Foi assim que Gordievsky tornou-se o agente mais valioso da MI6, fornecendo informações úteis, mesmo correndo um risco absurdo, levando uma vida dupla que nem a esposa e as duas filhas conheciam.
No verão de 1982 Gordievsky mudou-se para Londres e iniciou reuniões regulares com o MI6. Por um período longo para uma operação de espionagem, ele levava informações para espiões britânicos e soviéticos – e Margaret Thatcher, que se referia a ele como “Sr. Collins”.
O Espião e o Traidor: quando a realidade parece roteiro de filme
Uma parte que seria cômica, se não fosse absurda, foi o “questionário de personalidade” da KGB, que expunha características que procurava em um potencial agente: narcisismo, vaidade, ganância e infidelidade conjugal. Logo depois, o governo soviético convidou um americano proeminente, Donald Trump, para visitar Moscou.
É quando entra em cena Aldrich Ames. Agente da CIA, bebia muito, resmungava com frequência, tinha uma vida amorosa conturbada e se encheu de dívidas. Por isso, não foi uma surpresa quando descobriram que ele entregou documentos desmascarando cerca de 25 espiões para a KGB, cuja lista provavelmente incluía o nome de Gordievsky – daí O Espião e o Traidor. Tudo por dinheiro…
Gordievsky é chamado à Moscou e, mesmo suspeitando de ser uma armadilha, opta por manter seu disfarce – e entra em uma fuga espetacular, buscando a fronteira finlandesa. Oficiais da inteligência britânica o ajudaram a escapar, sendo a única vez que os agentes conseguiram extrair um parceiro da URSS, enganando seus adversários russos.
“Desde a infância, Oleg viu que podia levar uma vida dupla, amar aqueles ao redor enquanto ocultava o verdadeiro eu, ser uma pessoa e parecer outra.”
A narrativa dramática de Macintyre de suas histórias vem não apenas de fontes ocidentais (incluindo o próprio Gordievsky, que agora tem 82 anos e vive no programa de proteção a testemunhas no Reino Unido), mas também da perspectiva russa.
Entretanto, o autor não teve acesso aos arquivos do MI6, que permanecem secretos. Ainda assim, apresenta um trabalho documental, tendo entrevistado os ex-policiais envolvidos no caso, que contam suas histórias pela primeira vez. O resultado é um thriller de não-ficção deslumbrante e um retrato íntimo de espionagem de alto risco.
Quando a história se reflete na atualidade
Vale mencionar o mergulho que o autor faz sobre o pensamento dentro da KGB relativos à Guerra Fria, importantes para entender a cultura profissional na qual Vladimir Putin foi criado, e que deixou raízes que hoje ainda se fazem sentir – o sentimento de saudosismo à extinta União Soviética.

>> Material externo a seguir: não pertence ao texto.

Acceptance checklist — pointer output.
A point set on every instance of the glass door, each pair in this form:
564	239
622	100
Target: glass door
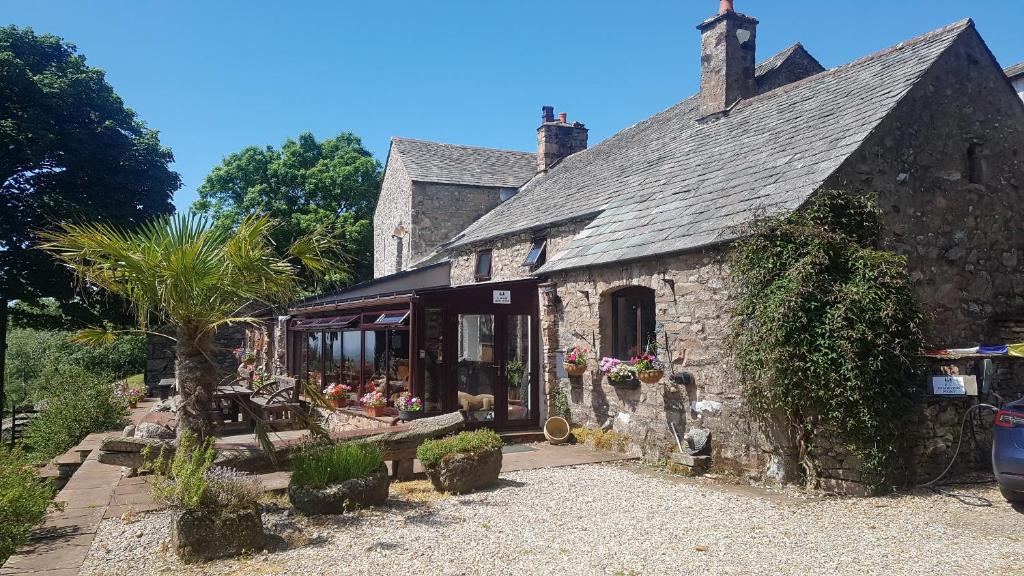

Gordievsky permanece sob sentença de morte e, podemos supor, é cauteloso com maçanetas e frascos de perfume. Ele sabe que o povo de Putin tem uma longa memória quando se trata de traição.
“Existem espiões dos mais variados tipos. Alguns são motivados por ideologia, política ou patriotismo. Um número surpreendente age por ganância, pois as recompensas financeiras podem ser sedutoras.”